Кристалл коснулся ладони. Мальчик сжал пальцы и закричал. Рахун и Фасхил вскочили со скамьи одновременно... и оба замерли, так и не двинувшись с места, – Хасрат остановил их жестом. Он нашептывал что-то, очень тихо, только для маленького мага, и тот начал успокаиваться: замолчал, перестал плакать, гримаса боли разгладилась, опустились плечи. А кулаки все так же оставались сжатыми, и в них – магические кристаллы: один – отнимающий – забирал в себя все, любое тепло, любое движение, любую силу, даже жизнь; второй – дающий – расточал жар, истекал такой силой, что любой смертный, едва коснувшись, был бы сожжен в прах и развеян. Любой, но не истинный маг старшей крови. Малыш держал их оба. Адалан вытянулся, словно вырос, кисти рук его начали светиться. Сияние разгоралось, ширилось, и вот окутало мальчика целиком. Между сжатых ладоней оно искрило, наливалось белым, пока не стало нестерпимо для глаз – такого никто ожидать не мог: малыш, не думая ни о чем, шагнул туда, куда звал его дар, в мир Закона, в могущество и абсолютное знание, в смерть.
Фасхил нахмурился:
– Я его почти не слышу, – и громко приказал: – Хватит! Забирай его, Хасрат, выводи.
Но тот уже и сам, не дожидаясь приказа, делал все, что мог... и не справлялся – маленький маг уходил все дальше, стихал, терялся в пустоте. Хасрат обнял голову мальчика, прижал к себе и позвал:
– Мне не удержать его... Рахун!
В три прыжка Рахун пересек половину зала, Фасхил опоздал лишь на миг, в руке т’хаа-сар уже сжимал нож.
– Не вздумай, – рыкнул ему Белокрылый, заступая на место Хасрата. – Я поведу, помогайте.
Песня Рахуна накрыла зал и сразу же подчинила себе всех присутствующих. Фасхил и Хасрат обняли с двух сторон его и мальчика, помогая и поддерживая: свечение вокруг Адалана начало тускнеть и вскоре совсем погасло. Из опавших ладоней выскользнули два красноватых кристалла-близнеца, с легким звоном ударились о мраморные плиты и покатились по полу. Песня стихла, схлынула, оставляя людей ошеломленными: то, что они видели, было невозможным – мальчишка справился.

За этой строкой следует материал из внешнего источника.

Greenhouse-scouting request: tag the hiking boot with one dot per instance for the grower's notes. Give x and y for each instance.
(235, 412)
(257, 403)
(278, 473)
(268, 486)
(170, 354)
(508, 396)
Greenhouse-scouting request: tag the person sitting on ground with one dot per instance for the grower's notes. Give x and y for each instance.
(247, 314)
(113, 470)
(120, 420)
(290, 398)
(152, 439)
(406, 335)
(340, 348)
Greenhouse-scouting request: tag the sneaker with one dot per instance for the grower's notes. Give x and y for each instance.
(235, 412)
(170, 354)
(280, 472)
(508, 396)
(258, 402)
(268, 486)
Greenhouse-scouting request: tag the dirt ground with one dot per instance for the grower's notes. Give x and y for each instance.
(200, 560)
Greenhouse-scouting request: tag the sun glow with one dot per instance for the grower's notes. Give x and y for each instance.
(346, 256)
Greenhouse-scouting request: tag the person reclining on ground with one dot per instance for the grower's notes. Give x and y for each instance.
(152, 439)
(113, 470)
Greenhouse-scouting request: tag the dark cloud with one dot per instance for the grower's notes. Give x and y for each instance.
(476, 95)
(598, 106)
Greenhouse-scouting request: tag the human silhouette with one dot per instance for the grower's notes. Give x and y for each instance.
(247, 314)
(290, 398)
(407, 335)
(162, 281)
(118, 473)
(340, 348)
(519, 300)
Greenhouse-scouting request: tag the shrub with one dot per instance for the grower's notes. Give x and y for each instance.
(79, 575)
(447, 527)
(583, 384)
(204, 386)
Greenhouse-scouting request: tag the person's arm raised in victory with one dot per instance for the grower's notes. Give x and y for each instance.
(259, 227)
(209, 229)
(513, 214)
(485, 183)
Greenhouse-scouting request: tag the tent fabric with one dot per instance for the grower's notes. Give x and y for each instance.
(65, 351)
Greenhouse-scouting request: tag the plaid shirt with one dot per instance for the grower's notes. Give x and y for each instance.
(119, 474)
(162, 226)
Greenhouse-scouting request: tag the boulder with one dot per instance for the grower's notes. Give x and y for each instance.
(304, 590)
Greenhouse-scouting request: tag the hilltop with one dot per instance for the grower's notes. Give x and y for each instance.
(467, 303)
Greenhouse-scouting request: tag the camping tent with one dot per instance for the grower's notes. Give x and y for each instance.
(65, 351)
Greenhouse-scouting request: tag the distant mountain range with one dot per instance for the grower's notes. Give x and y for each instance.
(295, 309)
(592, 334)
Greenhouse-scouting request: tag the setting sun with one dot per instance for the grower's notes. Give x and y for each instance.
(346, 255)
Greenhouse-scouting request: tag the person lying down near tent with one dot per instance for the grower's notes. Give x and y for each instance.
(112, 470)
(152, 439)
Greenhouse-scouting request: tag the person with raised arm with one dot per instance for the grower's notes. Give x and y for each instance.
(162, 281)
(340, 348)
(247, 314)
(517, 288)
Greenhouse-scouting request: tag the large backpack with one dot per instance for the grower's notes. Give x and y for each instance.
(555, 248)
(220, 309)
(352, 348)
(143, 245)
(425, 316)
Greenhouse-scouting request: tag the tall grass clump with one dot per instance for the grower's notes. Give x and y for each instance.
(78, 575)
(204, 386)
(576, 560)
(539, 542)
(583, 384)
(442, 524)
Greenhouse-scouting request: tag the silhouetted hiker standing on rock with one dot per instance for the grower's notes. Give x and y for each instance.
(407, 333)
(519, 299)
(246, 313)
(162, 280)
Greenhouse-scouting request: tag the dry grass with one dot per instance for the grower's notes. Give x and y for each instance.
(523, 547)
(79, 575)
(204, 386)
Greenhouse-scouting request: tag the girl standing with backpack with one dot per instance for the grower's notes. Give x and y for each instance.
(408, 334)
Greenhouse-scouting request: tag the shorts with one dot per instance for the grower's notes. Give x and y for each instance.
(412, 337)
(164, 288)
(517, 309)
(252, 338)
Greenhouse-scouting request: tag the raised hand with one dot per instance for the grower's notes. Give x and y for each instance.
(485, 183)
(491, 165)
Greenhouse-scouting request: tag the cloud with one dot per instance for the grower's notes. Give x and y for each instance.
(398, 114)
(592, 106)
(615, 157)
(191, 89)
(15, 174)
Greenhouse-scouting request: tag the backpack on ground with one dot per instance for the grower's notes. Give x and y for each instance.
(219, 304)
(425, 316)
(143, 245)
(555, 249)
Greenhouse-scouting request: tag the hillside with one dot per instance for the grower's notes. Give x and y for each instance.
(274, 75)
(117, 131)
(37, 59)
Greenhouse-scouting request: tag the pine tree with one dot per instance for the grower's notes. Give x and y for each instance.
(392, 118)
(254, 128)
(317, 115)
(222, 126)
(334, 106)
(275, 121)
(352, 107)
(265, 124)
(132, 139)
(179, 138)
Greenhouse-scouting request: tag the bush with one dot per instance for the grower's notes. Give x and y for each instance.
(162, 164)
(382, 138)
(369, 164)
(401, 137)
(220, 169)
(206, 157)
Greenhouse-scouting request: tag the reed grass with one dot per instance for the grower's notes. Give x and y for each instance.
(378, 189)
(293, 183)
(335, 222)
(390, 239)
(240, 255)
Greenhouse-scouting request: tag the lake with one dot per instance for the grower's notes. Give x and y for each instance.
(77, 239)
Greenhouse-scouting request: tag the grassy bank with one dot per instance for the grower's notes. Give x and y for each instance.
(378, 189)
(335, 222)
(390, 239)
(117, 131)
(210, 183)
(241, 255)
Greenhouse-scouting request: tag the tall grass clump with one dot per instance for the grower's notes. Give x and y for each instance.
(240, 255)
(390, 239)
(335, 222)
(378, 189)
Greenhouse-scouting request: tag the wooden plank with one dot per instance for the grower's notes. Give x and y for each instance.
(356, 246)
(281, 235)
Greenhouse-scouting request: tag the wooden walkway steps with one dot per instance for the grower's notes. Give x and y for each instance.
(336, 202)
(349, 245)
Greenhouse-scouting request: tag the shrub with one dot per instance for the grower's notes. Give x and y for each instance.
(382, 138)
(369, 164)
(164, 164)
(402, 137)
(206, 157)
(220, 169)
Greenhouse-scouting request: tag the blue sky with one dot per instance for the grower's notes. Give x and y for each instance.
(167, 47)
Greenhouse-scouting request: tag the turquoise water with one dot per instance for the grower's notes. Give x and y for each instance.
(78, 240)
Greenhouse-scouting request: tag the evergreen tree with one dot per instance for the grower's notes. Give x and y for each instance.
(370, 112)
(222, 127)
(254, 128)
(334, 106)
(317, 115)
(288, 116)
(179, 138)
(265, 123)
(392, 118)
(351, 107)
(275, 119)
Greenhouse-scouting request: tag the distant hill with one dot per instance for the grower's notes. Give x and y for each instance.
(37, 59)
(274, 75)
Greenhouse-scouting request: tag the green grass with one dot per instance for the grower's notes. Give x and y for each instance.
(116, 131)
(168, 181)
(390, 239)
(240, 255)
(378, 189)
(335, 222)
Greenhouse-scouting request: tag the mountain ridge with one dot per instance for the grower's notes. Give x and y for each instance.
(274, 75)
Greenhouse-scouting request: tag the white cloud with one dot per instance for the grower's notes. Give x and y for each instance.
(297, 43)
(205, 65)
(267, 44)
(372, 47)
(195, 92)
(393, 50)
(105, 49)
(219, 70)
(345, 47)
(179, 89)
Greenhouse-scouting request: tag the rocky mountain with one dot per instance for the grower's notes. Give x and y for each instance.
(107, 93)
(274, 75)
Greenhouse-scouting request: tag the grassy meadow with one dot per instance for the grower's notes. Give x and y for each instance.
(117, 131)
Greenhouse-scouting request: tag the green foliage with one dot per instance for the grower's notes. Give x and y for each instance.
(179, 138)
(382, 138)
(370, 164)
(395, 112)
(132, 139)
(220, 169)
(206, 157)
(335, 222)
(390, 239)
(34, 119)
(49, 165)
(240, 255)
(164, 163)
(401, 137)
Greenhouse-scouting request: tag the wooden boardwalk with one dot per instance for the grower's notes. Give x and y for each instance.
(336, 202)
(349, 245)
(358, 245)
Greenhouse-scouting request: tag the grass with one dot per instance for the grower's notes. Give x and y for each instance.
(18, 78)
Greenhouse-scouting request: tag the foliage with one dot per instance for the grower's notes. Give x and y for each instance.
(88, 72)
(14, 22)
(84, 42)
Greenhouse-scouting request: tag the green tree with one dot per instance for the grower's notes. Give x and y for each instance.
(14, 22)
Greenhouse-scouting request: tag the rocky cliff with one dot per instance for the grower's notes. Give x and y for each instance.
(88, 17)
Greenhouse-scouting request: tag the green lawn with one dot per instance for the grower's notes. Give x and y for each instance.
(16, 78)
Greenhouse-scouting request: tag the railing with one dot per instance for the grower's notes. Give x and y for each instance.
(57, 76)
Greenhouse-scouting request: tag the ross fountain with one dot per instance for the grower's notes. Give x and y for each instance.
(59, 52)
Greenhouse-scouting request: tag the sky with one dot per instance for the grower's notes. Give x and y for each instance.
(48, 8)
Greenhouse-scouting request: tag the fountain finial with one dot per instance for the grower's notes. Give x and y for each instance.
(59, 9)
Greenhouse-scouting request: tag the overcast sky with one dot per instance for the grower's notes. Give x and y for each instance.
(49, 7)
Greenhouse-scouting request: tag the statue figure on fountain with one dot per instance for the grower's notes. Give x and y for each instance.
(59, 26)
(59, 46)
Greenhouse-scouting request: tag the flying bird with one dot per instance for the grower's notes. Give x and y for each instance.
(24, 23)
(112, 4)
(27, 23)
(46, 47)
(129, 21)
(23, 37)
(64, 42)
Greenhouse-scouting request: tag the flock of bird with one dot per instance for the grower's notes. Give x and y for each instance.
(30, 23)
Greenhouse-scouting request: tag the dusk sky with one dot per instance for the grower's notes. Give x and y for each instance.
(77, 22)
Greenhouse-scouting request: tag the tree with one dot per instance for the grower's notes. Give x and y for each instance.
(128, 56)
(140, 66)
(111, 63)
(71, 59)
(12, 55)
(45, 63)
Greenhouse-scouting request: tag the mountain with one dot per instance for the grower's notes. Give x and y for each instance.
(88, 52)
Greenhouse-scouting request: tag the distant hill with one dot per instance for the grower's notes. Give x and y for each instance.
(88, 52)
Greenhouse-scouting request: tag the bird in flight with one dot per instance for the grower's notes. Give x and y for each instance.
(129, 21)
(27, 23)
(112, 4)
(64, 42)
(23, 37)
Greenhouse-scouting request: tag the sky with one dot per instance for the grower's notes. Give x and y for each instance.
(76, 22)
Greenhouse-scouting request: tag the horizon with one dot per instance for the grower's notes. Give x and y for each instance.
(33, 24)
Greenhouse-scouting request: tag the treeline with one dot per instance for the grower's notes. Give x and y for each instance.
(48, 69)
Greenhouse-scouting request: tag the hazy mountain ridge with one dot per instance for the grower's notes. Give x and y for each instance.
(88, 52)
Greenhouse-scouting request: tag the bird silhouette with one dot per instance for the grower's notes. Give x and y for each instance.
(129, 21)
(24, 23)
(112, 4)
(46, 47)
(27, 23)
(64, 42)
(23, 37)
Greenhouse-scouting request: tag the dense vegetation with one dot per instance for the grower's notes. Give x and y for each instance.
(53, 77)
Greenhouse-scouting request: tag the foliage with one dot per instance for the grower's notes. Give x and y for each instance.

Рахун принял на руки ослабевшее тело, продолжая напевать тихонько. Эта песня всегда помогала, прогоняла страхи и болезни его маленького приемыша; помогла и сейчас. Сердце Адалана забилось чаще, мощнее, дыхание стало глубже, краски начали возвращаться на лицо. Измученный болью Хасрат, поняв, что все наконец позади, отстранился, тяжело уселся на ближайшую скамью, спрятал лицо в ладонях. Жадиталь подобрала с пола кристаллы.
– Розовые, – прошептала она и повторила уже громко, для всех: – Розовые! Нет, вы видели? Совершенно спокойные!
Но Рахун уже не слушал. Как когда-то на мьярнской ярмарке, он сбросил с плеч магистерский плащ, завернул Адалана и направился к двери.
– Дай его мне, – Фасхил заступил дорогу, протягивая руки к мальчику, – твое место здесь.
Белокрылый остановился. Отдать сына сейчас, когда он едва избежал смерти, и кому – Фасхилу, который его терпеть не может, и даже не пытается это скрывать? Но Рахун уже видел нож в руке Барса, а в глазах – готовность умереть.
– Посмотри: магистры напуганы, – продолжал т’хаа-сар. – Успокой их, если сможешь. А я лучше за малышом пригляжу. Не веришь? Честно сказать, я сам дрожу от страха, но я же обещал твоего Лаан-ши беречь, значит, сберегу. Жизнью и кровью.
Когда Фасхил с мальчиком на руках вышел, совет взорвался криком. Каждый требовал права высказаться, каждый хотел сам, своими глазами видеть, что произошло с вечным льдом и неугасимым пламенем. Понять что-то в этом гвалте Рахун не пытался – его без того разрывало на части: страх и восторг, гнев и радость, жадное любопытство и глубокое отвращение. Еще миг – и пальцы вывернет когтями, спину разорвут крылья, шипастый хвост ударит по полированному камню. Белокрылый встряхнулся, сжал кулаки и сосредоточился на главном – на верховном магистре и его ближайшем окружении. Все члены совета свободны и равны, так гласит устав ордена Согласия, но безумцев, способных открыто спорить с Могучим и троими старейшими, на его веку не находилось.
Однако сейчас старейшие молчали. Дайран попросил у Жадиталь кристаллы и теперь разглядывал их, поворачивая так и этак, проверяя то на вес, то на просвет. Майяла и Сайломар с невозмутимым видом смотрели на него и ждали. Шахул даже не смотрел – он, как и Рахун, слушал зал. Дед не станет сейчас лезть с разговорами, это Рахун знал точно; скорее, осторожно, исподволь попробует утихомирить собрание – потушить гнев, развеять опасения так, чтобы магистры не почувствовали и не устроили новой волны праведного гнева.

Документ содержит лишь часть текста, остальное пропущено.